Given the explanations above the problem with this approach is hopefully now obvious - this approach defined the TCB as everything in the entire boot sequence, including the whole operating system kernel. Any bug at any point in this code would allow someone to create a forged chain of trust and undermine the system. But system firmware is already very large and likely to contain bugs, let alone a kernel. Even if the entire boot was secure, the operating system or application server would likely contain bugs allowing in remote attackers anyway.
On the open PC platform, this system turned out to be too easy to defeat and became abandoned outside a few use cases involving disk encryption (with no remote attestation). Despite its failure in PCs, static roots of trust worked well enough for game consoles where the entire boot sequence could be encrypted, locked down, attested to multi-player game networks, and very carefully audited by a vertically-integrated systems manufacturer.
The next attempt introduced a dynamic chain of trust via Intel TXT and AMD SVM. TXT/SVM provided a so-called "late launch" in which a hypervisor can be started up and measured whilst the system is running. The hypervisor can then measure and boot an operating system, which may be a small and special-purpose operating system.
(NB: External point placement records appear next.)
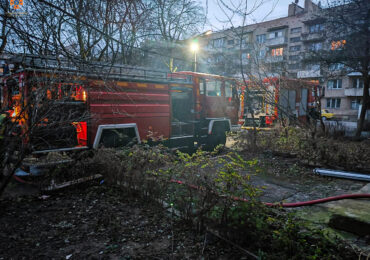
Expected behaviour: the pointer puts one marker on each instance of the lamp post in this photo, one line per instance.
(194, 48)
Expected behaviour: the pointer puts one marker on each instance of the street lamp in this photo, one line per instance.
(194, 48)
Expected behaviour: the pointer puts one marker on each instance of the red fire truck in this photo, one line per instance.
(63, 105)
(261, 103)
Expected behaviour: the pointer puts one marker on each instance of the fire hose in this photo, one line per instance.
(290, 205)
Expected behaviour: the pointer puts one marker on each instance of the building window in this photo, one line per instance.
(355, 103)
(295, 48)
(219, 58)
(230, 42)
(337, 45)
(294, 66)
(245, 56)
(262, 53)
(313, 67)
(218, 43)
(294, 57)
(358, 83)
(276, 34)
(296, 30)
(315, 46)
(333, 103)
(336, 66)
(277, 52)
(334, 84)
(261, 38)
(295, 39)
(315, 28)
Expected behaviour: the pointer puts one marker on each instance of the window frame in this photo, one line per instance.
(334, 84)
(333, 103)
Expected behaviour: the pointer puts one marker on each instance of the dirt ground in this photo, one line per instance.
(99, 222)
(103, 222)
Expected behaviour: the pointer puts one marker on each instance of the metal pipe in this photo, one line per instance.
(342, 174)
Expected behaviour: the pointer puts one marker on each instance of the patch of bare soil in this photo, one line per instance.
(98, 222)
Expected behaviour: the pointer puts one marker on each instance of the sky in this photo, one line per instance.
(266, 10)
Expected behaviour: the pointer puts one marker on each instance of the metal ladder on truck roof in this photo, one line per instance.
(102, 70)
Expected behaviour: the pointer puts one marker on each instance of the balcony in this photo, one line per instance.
(354, 92)
(273, 59)
(276, 41)
(308, 74)
(306, 37)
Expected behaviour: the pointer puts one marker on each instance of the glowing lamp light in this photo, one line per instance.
(194, 46)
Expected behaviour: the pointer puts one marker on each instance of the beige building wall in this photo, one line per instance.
(223, 52)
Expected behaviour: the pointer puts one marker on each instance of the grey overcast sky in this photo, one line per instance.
(267, 10)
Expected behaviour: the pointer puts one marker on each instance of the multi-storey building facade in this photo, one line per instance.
(281, 47)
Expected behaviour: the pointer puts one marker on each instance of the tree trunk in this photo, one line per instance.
(365, 105)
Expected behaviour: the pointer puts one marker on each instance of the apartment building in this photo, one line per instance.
(280, 47)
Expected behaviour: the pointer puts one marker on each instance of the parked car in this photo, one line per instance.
(325, 114)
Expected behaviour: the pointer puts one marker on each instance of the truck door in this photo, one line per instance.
(182, 111)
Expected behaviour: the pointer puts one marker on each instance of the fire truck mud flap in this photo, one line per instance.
(116, 135)
(217, 129)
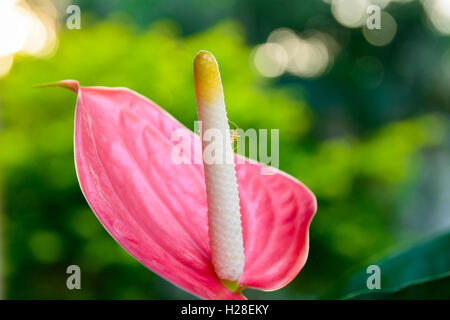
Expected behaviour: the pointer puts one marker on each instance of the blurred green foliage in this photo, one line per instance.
(358, 179)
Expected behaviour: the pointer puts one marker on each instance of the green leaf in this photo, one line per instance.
(419, 272)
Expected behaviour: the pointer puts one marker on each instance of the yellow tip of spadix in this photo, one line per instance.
(208, 86)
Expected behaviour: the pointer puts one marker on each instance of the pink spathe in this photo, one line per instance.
(157, 209)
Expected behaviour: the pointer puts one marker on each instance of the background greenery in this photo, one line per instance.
(377, 157)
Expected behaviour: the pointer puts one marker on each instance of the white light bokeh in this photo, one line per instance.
(26, 31)
(306, 56)
(350, 13)
(438, 12)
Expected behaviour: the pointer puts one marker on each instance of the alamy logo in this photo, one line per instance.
(374, 280)
(189, 151)
(74, 280)
(73, 21)
(374, 19)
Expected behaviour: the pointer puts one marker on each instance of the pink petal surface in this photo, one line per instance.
(157, 210)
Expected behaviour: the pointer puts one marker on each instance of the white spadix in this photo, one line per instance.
(224, 218)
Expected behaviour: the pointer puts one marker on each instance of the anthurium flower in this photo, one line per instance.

This approach also failed to gain much traction, as at the time building a small special purpose OS was too difficult (whereas nowadays open source unikernel operating systems are more easily available), and booting a regular Linux faced many of the same problems as with the static root of trust: too many places to hide back doors, too many bugs for the system to be truly trustworthy.
This is how we arrived at SGX. An enclave runs in user space and does not require a large piece of code like a hypervisor, kernel, and system firmware to become a part of the remote attestation. Instead, only a small statically linked binary is loaded and protected. The code in the enclave can communicate with the host process by reading and writing from the host memory. The TCB size is finally minimized to only what is strictly necessary - as long as your app is designed correctly.